Nasıl olsa benim miyâdım doldu,
Ama sen de b..kunu çıkarma işin!
Bir süre ara ver bu işgüzarlığa
Tek dur biraz!
Ne dersin tam maaşla emekliliğe
İşsizlik sigortası da veririm istersen... -CAN YÜCEL
CAN YÜCEL, "ölüm"ü kişileştirmiş, onunla ilginç bir pazarlığa girişmiş; bu formülle, dostlara ve gençlere takan ölümü kandırıp uzaklaştırabileceğini düşünmüş!
Pazarlık, Can Yücel'in istediği gibi sonuçlanabilseydi keşke... O zaman, hayıflanmazdık.
ARKADAŞ Z. ÖZGER (8 Ocak 1948, Bursa - 5 Mayıs 1973, Ankara)
RÜŞTÜ ONUR (3 Ağustos 1920, Devrek - 2 Aralık 1942, İstanbul)
MUZAFFER TAYYİP USLU ( 1922 İstanbul- 3 Temmuz 1946, Zonguldak)
Can Yücel'in pazarlığı istediğimiz gibi sonuca ulaşsaydı, ölüm kandırılacak ve üç şair, yirmili yaşlarında yaşamdan koparılmayacak ve aramızda olacaklardı uzun süre...
ARKADAŞ Z. ÖZGER hâlâ bizimle olacaktı; ihtiyar- delikanlı olarak...
ARKADAŞ Z. ÖZGER
Asıl adı Zekâi Özger'dir. Şiirlerini Arkadaş Z. Özger adıyla yayımlamıştır.

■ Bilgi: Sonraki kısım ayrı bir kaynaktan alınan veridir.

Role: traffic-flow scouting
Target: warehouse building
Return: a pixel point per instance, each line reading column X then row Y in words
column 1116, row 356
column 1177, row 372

Selanik göçmeni yoksul bir ailedendir. Liseyi Bursa'da okumuş; Ankara Üniversitesi Siyasal Bilgiler Fakültesi Basın ve Yayın Yüksek Okulu Radyo- Televizyon Bölümü'nü bitirmiş, TRT Ankara Televizyonu'nda kurgucu olarak çalışmıştır.
28 Nisan 1973 akşamı TRT'deki programını izlemek üzere evinden çıkmış, bir yerlerde televizyon izledikten sonra geç bir saatte eve dönerken, dar ve karanlık bir sokakta düşmüş, ertesi sabah bulunup Numune Hastanesi'ne kaldırılmıştır. 5 Mayıs 1973'te aynı hastanede, henüz yirmi beş yaşındayken, beyin kanaması tanısıyla yaşamını yitirmiştir.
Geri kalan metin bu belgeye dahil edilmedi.